对,朕很爽,成么?
对,朕很爽,成么?
忽然闯进来的男声吓得谢无垢一惊,他迅速丢下手中纸转身,行礼:“二少主。”
“我问你,”澹台卿无视他的礼数,重复,“在这作甚?”
对方冰冷的声儿砸下,谢无垢心中一紧,咬牙吐出二字:“...赏花。”
那位二少主:?
他淡淡扫谢无垢一眼,又发话:“闲着没事干么就赏花,干活去。”
“是。”
想不到澹台卿丢下这句话后,转身即走。谢无垢回首,眸眼向下低去,叹了口气。
还好反应及时,用遮掩术挡住了那块被自己翻出来的土。
谢无垢蹲下解术,将那纸叠好放入腰间。
和风吻过衣角,额发荡漾。他溜入裴归云所在房间之中。
吱呀一声,门被拉开。裴归云翻着手中薄册,转眸瞧向来人:“你可算来了。

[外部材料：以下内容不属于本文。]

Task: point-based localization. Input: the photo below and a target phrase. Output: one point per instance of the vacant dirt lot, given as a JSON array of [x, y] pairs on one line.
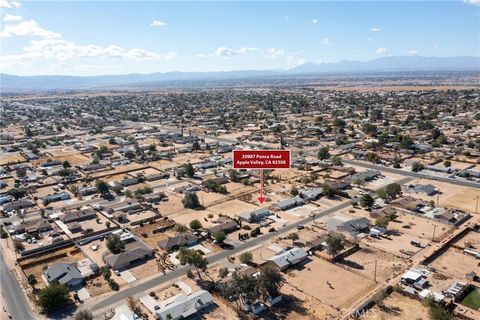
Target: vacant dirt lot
[[462, 263], [6, 158], [451, 196], [333, 285], [362, 262], [398, 307]]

”
紧接,一个本子状的东西朝谢无垢飞去,他单手接过,只听眸前那人又说:“诺,你随便扫一眼这本,而后我们就撤。”
谢无垢颔首,扫个几眼后,示意少主。
裴归云读懂,拉着他就往一侧小门溜去。
两人出殿,隐入茂密林间后,才化为原型。
“无垢看那本薄册,有何收获么?”身旁有人声响起,对方侧目。
谢无垢垂下眼帘,轻轻摇头:“暂无,少主本想叫我收获些什么?”
裴归云抚下巴:“嗯...我们分头行动时,我在殿堂内都巡了一番,找不出什么东西,见有他的字迹,我就想着让你瞧瞧。”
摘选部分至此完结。